TSDB usually also includes some common functions and operations for time series data analysis: data retention strategy, continuous query, flexible time aggregation, etc. Even if scale isn't a consideration right now (for example, you're just starting to collect data), these features can still provide a better user experience and make your life easier.

This is why developers are increasingly adopting time series databases and using them for a variety of use cases:

  • Monitoring software systems: virtual machines, containers, services, applications
  • Monitor physical systems: devices, machines, connected devices, the environment, our homes, our bodies
  • Asset Tracking Applications: Cars, Trucks, Physical Containers, Pallets
  • Financial trading system: traditional securities, emerging encrypted digital currency
  • Events app: Track user, customer interaction data
  • Business Intelligence Tools: Track key metrics and overall business health
  • more scenes

But even so, you still need to choose the time series database that best suits your data model and write and read patterns. According to Moore's Law, computing power (transistor density) doubles every 18 months, while Crates' Law assumes that storage capacity doubles every 12 months.

Now that we are no longer satisfied with observing the state of the world, we want more, we want to measure how the world changes over sub-second time. Our "big data" datasets are now being overtaken by another type of data that relies heavily on time to preserve information about what is changing.

But is all data time series data to begin with?
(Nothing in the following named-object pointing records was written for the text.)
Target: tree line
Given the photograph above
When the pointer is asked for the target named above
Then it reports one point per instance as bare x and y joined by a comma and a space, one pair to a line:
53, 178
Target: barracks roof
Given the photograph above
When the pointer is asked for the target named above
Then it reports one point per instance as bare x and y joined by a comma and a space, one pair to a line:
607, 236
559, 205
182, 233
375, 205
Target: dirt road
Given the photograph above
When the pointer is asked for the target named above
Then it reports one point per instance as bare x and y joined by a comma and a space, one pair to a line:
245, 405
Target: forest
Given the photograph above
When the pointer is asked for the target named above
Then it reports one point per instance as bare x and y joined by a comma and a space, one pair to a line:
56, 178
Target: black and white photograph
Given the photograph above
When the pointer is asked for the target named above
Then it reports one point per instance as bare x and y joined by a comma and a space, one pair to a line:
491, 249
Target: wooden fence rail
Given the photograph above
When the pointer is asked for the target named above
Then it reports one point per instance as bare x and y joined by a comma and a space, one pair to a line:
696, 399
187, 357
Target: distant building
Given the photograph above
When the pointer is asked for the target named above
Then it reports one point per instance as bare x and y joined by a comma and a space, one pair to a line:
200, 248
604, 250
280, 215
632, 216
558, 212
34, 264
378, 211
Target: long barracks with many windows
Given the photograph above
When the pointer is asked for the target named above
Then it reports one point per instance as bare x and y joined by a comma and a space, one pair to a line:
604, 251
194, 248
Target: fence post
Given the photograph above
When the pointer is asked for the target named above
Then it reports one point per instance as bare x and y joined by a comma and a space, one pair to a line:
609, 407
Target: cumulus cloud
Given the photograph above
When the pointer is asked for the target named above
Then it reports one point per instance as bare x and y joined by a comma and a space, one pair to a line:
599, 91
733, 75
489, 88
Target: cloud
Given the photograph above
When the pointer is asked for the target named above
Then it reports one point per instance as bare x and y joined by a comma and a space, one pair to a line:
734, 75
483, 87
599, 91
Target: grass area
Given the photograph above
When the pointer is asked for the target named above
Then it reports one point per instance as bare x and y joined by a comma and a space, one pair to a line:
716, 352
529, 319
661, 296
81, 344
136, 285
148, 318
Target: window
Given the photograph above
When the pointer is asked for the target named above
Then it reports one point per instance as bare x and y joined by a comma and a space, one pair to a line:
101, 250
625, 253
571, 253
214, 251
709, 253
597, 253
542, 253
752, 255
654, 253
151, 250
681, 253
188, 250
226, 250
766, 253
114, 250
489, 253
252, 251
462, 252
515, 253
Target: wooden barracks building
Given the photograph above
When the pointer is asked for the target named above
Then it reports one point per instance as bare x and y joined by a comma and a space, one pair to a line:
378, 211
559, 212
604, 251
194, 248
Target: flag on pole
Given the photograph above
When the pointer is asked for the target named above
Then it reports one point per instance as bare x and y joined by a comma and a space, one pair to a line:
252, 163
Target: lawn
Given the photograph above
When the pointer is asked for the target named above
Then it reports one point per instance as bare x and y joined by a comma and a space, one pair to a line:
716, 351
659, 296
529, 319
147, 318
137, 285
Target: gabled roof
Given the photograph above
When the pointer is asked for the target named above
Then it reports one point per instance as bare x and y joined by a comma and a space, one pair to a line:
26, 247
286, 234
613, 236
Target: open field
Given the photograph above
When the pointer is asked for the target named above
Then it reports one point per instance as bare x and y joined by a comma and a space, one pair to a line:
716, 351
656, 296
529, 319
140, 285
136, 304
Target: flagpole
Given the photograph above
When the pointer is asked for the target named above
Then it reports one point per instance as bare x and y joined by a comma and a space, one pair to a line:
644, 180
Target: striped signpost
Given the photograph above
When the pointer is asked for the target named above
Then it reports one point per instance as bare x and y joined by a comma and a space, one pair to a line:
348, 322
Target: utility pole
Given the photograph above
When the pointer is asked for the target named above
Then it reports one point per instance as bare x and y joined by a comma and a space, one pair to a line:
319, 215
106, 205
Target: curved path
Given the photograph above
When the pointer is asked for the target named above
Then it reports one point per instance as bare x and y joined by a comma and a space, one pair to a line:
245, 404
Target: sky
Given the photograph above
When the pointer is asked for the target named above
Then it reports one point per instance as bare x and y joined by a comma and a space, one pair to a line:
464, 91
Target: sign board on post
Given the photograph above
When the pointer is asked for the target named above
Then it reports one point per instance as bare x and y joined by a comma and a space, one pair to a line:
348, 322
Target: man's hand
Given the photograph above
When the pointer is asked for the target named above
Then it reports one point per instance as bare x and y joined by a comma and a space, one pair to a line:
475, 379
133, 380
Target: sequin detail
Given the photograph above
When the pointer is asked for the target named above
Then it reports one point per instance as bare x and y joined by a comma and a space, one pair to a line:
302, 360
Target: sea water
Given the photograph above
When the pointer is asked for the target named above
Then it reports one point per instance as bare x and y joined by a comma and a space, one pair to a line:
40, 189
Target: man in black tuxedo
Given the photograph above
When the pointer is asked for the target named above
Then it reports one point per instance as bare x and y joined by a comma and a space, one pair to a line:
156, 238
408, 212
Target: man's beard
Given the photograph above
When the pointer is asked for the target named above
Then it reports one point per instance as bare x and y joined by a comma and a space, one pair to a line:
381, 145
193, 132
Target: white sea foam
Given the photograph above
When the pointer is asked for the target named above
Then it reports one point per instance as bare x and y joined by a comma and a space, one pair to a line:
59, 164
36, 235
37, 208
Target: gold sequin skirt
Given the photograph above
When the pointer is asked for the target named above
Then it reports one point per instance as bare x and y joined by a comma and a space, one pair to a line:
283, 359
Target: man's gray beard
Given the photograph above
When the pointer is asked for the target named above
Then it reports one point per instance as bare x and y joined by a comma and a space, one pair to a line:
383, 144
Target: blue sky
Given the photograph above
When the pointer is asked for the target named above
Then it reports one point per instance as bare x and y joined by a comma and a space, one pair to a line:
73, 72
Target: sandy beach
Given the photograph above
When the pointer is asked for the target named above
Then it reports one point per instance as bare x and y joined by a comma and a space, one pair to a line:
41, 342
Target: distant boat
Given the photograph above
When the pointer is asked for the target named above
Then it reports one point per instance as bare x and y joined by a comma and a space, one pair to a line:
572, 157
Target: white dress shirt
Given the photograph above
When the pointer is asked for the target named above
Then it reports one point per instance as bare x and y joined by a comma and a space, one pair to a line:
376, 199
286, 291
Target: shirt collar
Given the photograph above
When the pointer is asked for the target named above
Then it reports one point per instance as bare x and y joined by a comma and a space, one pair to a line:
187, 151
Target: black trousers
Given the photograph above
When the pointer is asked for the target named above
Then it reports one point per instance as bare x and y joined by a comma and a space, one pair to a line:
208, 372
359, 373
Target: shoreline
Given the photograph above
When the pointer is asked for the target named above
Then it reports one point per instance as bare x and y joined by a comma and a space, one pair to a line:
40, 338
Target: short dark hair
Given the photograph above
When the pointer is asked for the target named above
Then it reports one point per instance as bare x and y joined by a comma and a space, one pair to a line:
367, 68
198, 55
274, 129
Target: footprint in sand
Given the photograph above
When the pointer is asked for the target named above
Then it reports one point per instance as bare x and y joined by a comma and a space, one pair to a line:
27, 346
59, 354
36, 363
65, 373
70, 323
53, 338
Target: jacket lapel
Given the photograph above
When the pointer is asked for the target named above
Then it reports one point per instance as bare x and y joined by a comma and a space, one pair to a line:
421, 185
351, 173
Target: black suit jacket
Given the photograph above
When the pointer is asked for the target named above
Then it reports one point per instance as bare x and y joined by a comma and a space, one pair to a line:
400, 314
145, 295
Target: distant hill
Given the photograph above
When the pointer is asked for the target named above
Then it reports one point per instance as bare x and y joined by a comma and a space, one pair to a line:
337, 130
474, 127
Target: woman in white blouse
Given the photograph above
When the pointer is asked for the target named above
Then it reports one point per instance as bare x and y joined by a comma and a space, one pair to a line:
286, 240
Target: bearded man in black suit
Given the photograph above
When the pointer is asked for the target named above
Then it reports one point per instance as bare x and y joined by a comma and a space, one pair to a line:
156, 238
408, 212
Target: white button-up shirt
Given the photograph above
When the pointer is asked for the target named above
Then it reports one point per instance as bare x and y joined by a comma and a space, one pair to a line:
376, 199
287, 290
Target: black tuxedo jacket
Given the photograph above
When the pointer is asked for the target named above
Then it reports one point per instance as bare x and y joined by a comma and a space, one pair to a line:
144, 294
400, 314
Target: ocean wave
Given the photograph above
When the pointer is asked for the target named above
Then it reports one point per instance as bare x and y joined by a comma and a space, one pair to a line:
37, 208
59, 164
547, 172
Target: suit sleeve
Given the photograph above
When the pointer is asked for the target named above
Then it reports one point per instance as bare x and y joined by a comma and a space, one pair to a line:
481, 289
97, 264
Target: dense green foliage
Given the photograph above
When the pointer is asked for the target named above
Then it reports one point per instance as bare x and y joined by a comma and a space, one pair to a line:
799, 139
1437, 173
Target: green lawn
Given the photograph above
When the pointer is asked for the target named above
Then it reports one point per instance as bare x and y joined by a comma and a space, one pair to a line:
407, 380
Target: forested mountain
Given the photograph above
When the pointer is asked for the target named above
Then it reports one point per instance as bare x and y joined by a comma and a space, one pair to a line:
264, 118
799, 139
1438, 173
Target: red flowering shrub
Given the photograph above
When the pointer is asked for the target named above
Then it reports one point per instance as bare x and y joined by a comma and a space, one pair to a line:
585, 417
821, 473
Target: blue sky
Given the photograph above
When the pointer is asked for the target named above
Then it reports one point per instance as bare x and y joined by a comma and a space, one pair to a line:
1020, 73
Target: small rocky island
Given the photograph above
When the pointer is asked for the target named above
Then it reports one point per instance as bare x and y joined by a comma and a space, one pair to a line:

Back to our early web application example: we were sitting on time series data, we just didn't realize it at the time.Or think about any "regular" dataset, such as mainstream retail bank checking accounts and balances, the source code of a software project, or the text of this blog post.

Usually we choose to store the latest state of the system. But what if we instead store each change and compute the latest state at query time? Is a "regular" dataset much like the top-level view of the corresponding time series dataset, just cached first for performance reasons? Does the bank have a transaction ledger? (Is a blockchain a distributed, unmodifiable time series record?) Does a software project have version control (eg, Git Commit?) Does this blog post have a revision history? (Undo, redo.)

In other words: are there logs for all datasets?

We've noticed that many applications may never need time series data (and it works better with a "current state view"). But as the exponential curve of technological progress continues to move forward, it seems that these "current state views" become unnecessary. Only by storing more data in time series form will we be able to understand it better.

Are all data time series data? We haven't found a good example yet, and if you're lucky enough to find one, we'd love to hear it.

Regardless, one thing is clear: time series data is all around us, and it's time to put it to work.